We describe progress in solving the strand-separation problem of RNA replication, where RNA duplex strands serve as dead-end products due to their very high stability. We describe how coupled pH and freeze-thaw cycles in conjunction with trinucleotide substrates unlock open-ended, exponential RNA replication over many cycles. Primer-free and / or RNA replication of random RNA template showed emergence of partial ribozyme self-replication together with de novo generation of new RNA sequences with a biased triplet usage largely matching family-box codons of the genetic code.

Gianni, E., Kwok, S. L. Y., Wan, C. J. K., Goeij, K., Clifton, B. E., Attwater, J. and Holliger, P. (2026) A small polymerase ribozyme that can synthesize itself and its complementary strand.  Science 391 :1022-1028. doi: 10.1126/science.adt2760.

We describe the discovery and characterization of an unprecedently small 45-nucleotide polymerase ribozyme, discovered from random sequence pools, that catalyzes general RNA-templated RNA synthesis using trinucleotide triphosphate (triplet) substrates. QT45 is the first ribozyme that can synthesize copies of both its complementary strand itself. The discovery of polymerase activity in a small RNA motif suggests that polymerase ribozymes are more abundant in RNA sequence space than previously thought, facilitating the emergence of self-replication.

McRae, E. K. S., Wan, C. J. K., Kristoffersen, E. L., Hansen, K., Gianni, E., Gallego, I., Curran, J. F., Attwater, J., Holliger, P. and Andersen, E. S. (2024). Cryo-EM structure and functional landscape of an RNA polymerase ribozyme.  Proc Natl Acad Sci USA 121, e2313332121.

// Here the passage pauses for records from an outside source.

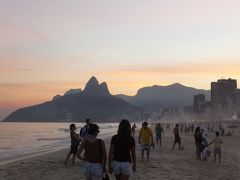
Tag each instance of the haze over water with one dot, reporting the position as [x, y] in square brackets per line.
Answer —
[20, 140]
[48, 47]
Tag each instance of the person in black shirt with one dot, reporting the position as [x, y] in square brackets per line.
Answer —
[75, 139]
[122, 155]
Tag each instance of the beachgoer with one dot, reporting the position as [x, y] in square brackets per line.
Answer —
[198, 142]
[177, 137]
[158, 132]
[122, 156]
[145, 139]
[94, 156]
[84, 130]
[75, 139]
[217, 141]
[133, 129]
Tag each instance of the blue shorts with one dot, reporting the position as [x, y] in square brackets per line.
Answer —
[93, 171]
[122, 168]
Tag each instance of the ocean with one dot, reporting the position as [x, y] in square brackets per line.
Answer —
[22, 140]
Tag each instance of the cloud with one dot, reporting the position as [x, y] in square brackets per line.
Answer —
[13, 35]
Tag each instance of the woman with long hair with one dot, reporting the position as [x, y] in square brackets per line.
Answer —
[95, 154]
[122, 155]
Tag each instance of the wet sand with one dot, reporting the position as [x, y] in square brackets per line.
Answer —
[164, 163]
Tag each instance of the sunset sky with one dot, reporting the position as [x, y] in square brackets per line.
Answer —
[50, 46]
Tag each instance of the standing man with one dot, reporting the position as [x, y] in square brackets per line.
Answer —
[133, 129]
[158, 132]
[177, 137]
[84, 130]
[145, 139]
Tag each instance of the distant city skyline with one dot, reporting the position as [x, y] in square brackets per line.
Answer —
[49, 47]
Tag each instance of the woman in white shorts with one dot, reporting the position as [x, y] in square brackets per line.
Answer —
[95, 154]
[122, 156]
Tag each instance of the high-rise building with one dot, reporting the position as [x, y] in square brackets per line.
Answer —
[220, 93]
[198, 103]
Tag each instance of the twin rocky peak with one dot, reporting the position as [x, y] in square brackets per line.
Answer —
[93, 88]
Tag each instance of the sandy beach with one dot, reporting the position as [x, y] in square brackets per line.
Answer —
[164, 163]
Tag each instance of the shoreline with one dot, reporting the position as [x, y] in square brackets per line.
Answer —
[164, 163]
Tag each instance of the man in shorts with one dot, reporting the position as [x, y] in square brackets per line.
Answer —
[145, 139]
[177, 137]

We describe the first structure of a RNA polymerase ribozyme, solved to 5-Å resolution by Cryo-EM. The structure reveals the triplet polymerase ribozyme (TPR) apoenzyme an RNA heterodimer comprising a catalytic subunit and a noncatalytic, auxiliary subunit held together two distinct kissing-loop interactions that are essential for polymerase function. We furthermore describe high-throughput adaptive landscape analysis, mapping functionally important residues to the structure and suggest a model for templated RNA synthesis by the TPR holoenzyme consistent with all the data.

Kristoffersen, E. L., Burman, M., Noy, A. and Holliger, P. (2022). Rolling circle RNA synthesis catalyzed by RNA. Elife 11, e75186.

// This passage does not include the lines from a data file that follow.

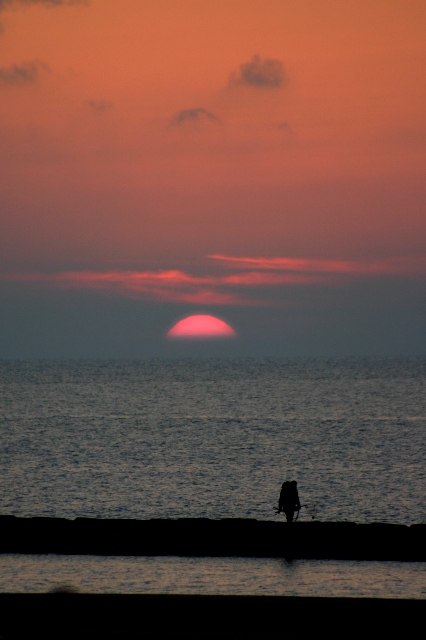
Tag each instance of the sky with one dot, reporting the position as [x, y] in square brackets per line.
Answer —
[261, 161]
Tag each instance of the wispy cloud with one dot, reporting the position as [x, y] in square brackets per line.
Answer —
[22, 74]
[261, 73]
[389, 266]
[198, 114]
[256, 286]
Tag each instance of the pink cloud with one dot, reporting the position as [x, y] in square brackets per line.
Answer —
[389, 266]
[260, 274]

Kristoffersen, E. L., McRae, E. K. S., Sorensen, N. R., Holliger, P. and Andersen, E. S. (2025). Roles of dimeric intermediates in RNA-catalyzed rolling circle synthesis.  Nucleic Acids Res 53, gkaf057.

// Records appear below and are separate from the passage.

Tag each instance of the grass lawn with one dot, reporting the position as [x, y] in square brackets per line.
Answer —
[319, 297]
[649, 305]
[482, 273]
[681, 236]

We describe the establishment and characterization of Rolling circle RNA synthesis (RCS) by the the triplet polymerase ribozyme (TPR) over multiple cycles. We explore potential RCS mechanisms by MD simulations and - in a second publication - by structural analysis of putative RCS replication intermediates by CryoEM. These indicate a progressive build-up of conformational strain within the circular RNA templates, which is relieved by dimer formation.